What is more important? His job or his health?

If he leaves the army and wants to claim something it would be good to have it in his record.
 
He's now at a point where he's not comfortable sleeping in bed with me, or in a bed at all. He sleeps on the living room floor, fully clothed, watching war movies. He said he's not comfortable around anyone, me included. :(
 
Holly...if he doesn't feel comfortable with himself, how can he with other people? War movies....I know that one... It does not have anything to do with you personally
 
myvetswife: What's confusing is that he's comfortable being with his family, but not me. I understand I'm not family, but we are very close. For the first time last night, he said, "You want me to open up. I can't. I won't." He's never been unable or unwilling to open up before.

As for wanting to watch and fall asleep to war movies, I actually get it, I think. I don't take that personally.

What bothers me is having him wake up from sleep, get up from bed, and go to the living room floor. Alone.
 
My husband hasn't told me much about his deployment. I know a few gritty details that only came out because of explosive arguments between us. I think in their mentality, they are trying to protect the ones closest to them (you) because they've already seen the horrors of war. They know it's awful and would rather not expose you to it, too.

He may not be ready to find help but he does have PTSD symptoms based on what you told me. I completely see why he doesn't want people to diagnose it if he wants to continue his career in the military. But if he wants to go to SF, how can he protect his platoon if he isn't mentally stable? I wonder how you could put that without making him upset... I haven't had experience with my husband wanting to "relive" his deployment but I hear that a lot of veterans do. They want to go back, they volunteer to deploy, they watch war movies at home... They're addicted to the adrenaline rush. They know what to do in those situations. But then they come home and those skills at war are not useful here, nor is the war-like behavior socially acceptable.

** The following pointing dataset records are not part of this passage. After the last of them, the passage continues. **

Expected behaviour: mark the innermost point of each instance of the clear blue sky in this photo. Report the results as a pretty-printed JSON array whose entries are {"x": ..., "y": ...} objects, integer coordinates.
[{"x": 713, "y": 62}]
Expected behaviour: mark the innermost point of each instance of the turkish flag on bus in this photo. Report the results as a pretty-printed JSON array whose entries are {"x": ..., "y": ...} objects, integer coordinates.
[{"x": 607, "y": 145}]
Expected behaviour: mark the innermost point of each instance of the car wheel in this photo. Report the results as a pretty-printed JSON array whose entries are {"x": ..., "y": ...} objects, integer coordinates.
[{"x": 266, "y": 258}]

The brain physically changes with PTSD and pretty soon, all his thinking goes immediately to the "survival mode" section of the brain. It's like when a mother's child is threatened-- they go mama bear instantly. Now imagine having to go into "mama bear" mode every day, using your anger to fuel you when you're being shot at. They're taught to harness their anger, that anger is good. So, anyway, imagine being angry every day of your life and then going to a safe environment. Don't you think that would be difficult for you to turn off? Especially when he has had three tours of having to be angry, protect his friends, never knowing if today is the day you die. You spend so long becoming one person and then suddenly everything changes. It's bound to be disconcerting.

I'm sorry if that was blunt or harsh. I don't mean for it to be!!